His team doctor immunized many on Gordon's staff and his stepfather and manager talked about unknowingly putting Gordon's first child at risk.
Doctors say parents and caregivers are often the ones who pass on the disease, never knowing they had it.
It's a tragic reality for a Lancaster County couple who is working with Jeff Gordon.
Felicia and Darryl Dube didn't even know whooping cough still existed until they lost their 7-week-old son to the disease.
"We call Carter our little surprise blessing," said Felicia Dube. "He was a fiery little redhead. He did things on his own terms."
The little boy came early, before his mother's planned C-section.
"He was perfectly healthy -- 6 pounds, 6 ounces, 18 1/2 inches," Dube said.
But at 5 weeks old last January, Carter had a slight fever.
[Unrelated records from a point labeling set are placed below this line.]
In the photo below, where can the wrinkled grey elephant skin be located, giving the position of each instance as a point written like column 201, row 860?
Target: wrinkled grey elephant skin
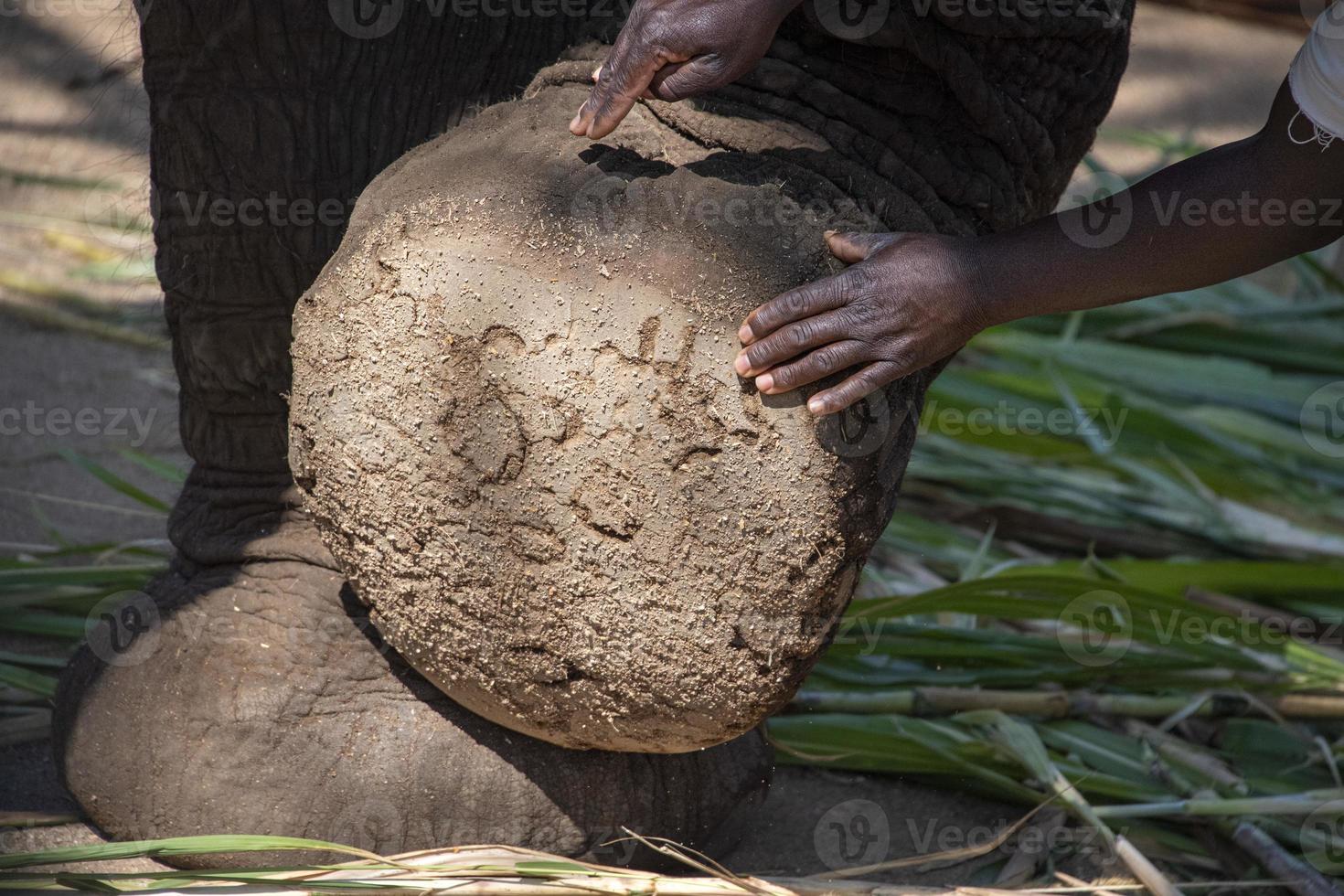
column 265, row 701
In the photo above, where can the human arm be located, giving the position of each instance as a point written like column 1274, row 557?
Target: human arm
column 909, row 300
column 677, row 48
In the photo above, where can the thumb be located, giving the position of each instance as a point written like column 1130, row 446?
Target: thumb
column 682, row 80
column 852, row 248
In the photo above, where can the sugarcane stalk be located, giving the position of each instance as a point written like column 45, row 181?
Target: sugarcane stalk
column 1300, row 804
column 1060, row 704
column 1290, row 870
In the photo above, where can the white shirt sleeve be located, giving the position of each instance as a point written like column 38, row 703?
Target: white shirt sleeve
column 1316, row 80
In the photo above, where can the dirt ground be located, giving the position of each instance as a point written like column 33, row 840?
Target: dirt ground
column 74, row 111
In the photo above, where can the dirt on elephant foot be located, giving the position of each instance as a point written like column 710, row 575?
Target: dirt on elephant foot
column 517, row 423
column 258, row 700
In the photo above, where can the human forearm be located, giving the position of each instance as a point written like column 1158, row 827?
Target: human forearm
column 1214, row 217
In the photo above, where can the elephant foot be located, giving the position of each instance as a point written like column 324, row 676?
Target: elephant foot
column 256, row 698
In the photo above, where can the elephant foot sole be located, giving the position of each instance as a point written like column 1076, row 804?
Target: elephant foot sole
column 257, row 699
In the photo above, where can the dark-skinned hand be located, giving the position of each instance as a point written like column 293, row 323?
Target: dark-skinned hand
column 677, row 48
column 906, row 301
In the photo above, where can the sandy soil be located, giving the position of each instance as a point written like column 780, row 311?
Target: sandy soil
column 74, row 109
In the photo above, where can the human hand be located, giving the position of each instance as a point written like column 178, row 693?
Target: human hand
column 677, row 48
column 906, row 301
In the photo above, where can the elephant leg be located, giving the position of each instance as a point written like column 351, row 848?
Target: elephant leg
column 260, row 700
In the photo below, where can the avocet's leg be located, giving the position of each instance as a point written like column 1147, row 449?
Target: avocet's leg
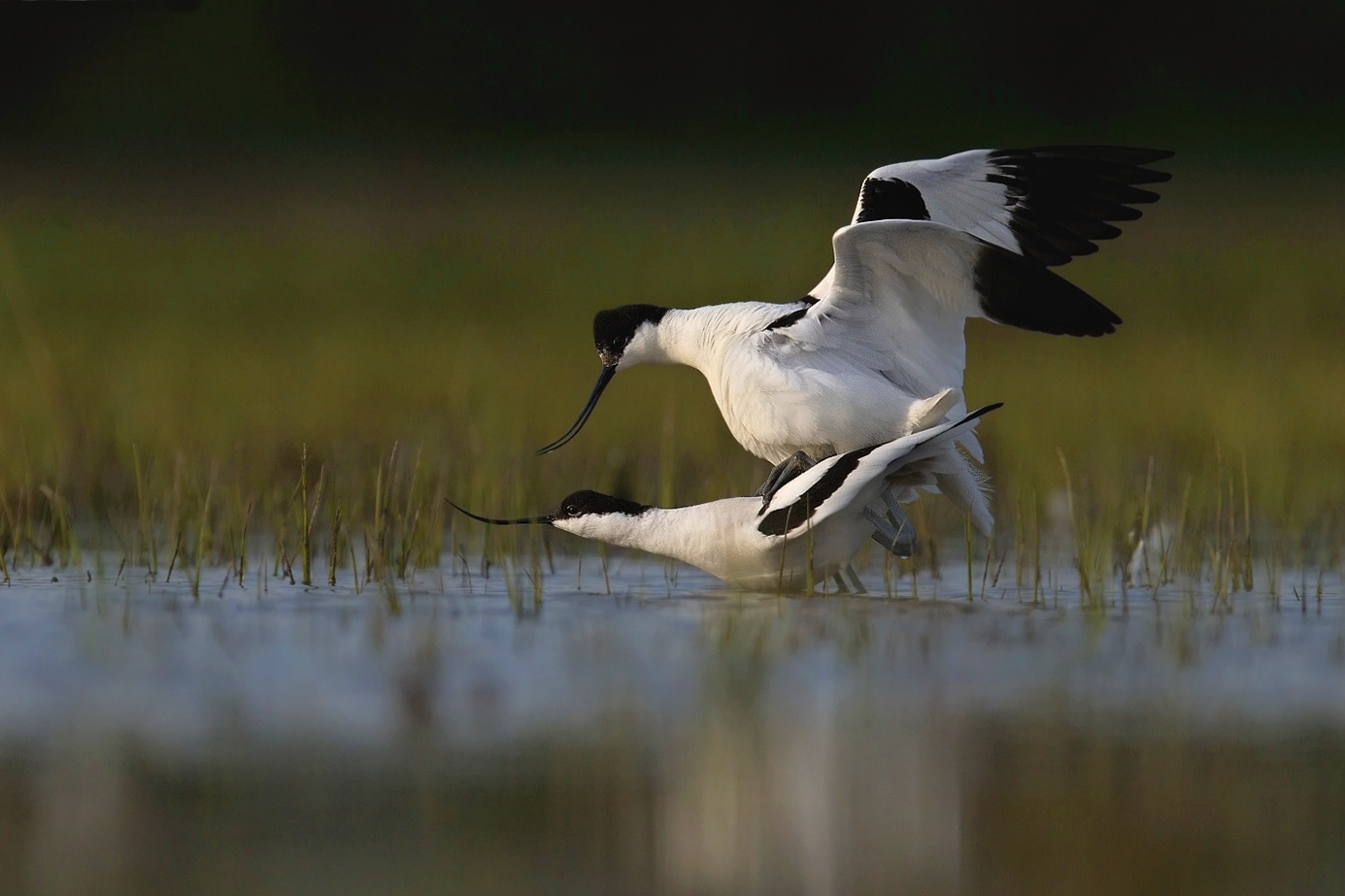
column 783, row 473
column 905, row 544
column 884, row 533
Doctors thought maybe it was a cold, or the swine flu.
"And then one of the doctors mentioned Pertussis," said Dube. "And our first question was, 'what's Pertussis?' That's when they told us it was whooping cough. I thought, 'Do people get that anymore?'"
Their son quickly went downhill and doctors had to put him on a respirator at just 7 weeks old.
"I told him, we told him that we understood that if he was tired and he needed to go," said Dube. "That he had fought hard, that it was ok, that we understood."
Baby Carter died on a Thursday afternoon, just after five.
Darryl Dube can barely talk about it.
"I just cherished every minute," he told us, his lip quivering. "He was the spitting image of me, just miss him dearly."
A former firefighter, he was supposed to be a stay-at-home dad. His wife works at a corporate headquarters. The Dubes say they are normal people -- careful parents.
"I don't want people to think, 'It couldn't happen to me.' You don't know," said Felicia Dube.
They just want to get the word out about whooping cough and the vaccine that can prevent it to help others avoid their pain.
"You never think. We took home a perfectly healthy beautiful little boy and 7 weeks later he's gone," Dube said.
Area specialists say the trend now is to give the vaccine to teens and to anyone who might be caring for a young child so that the disease doesn't get passed on.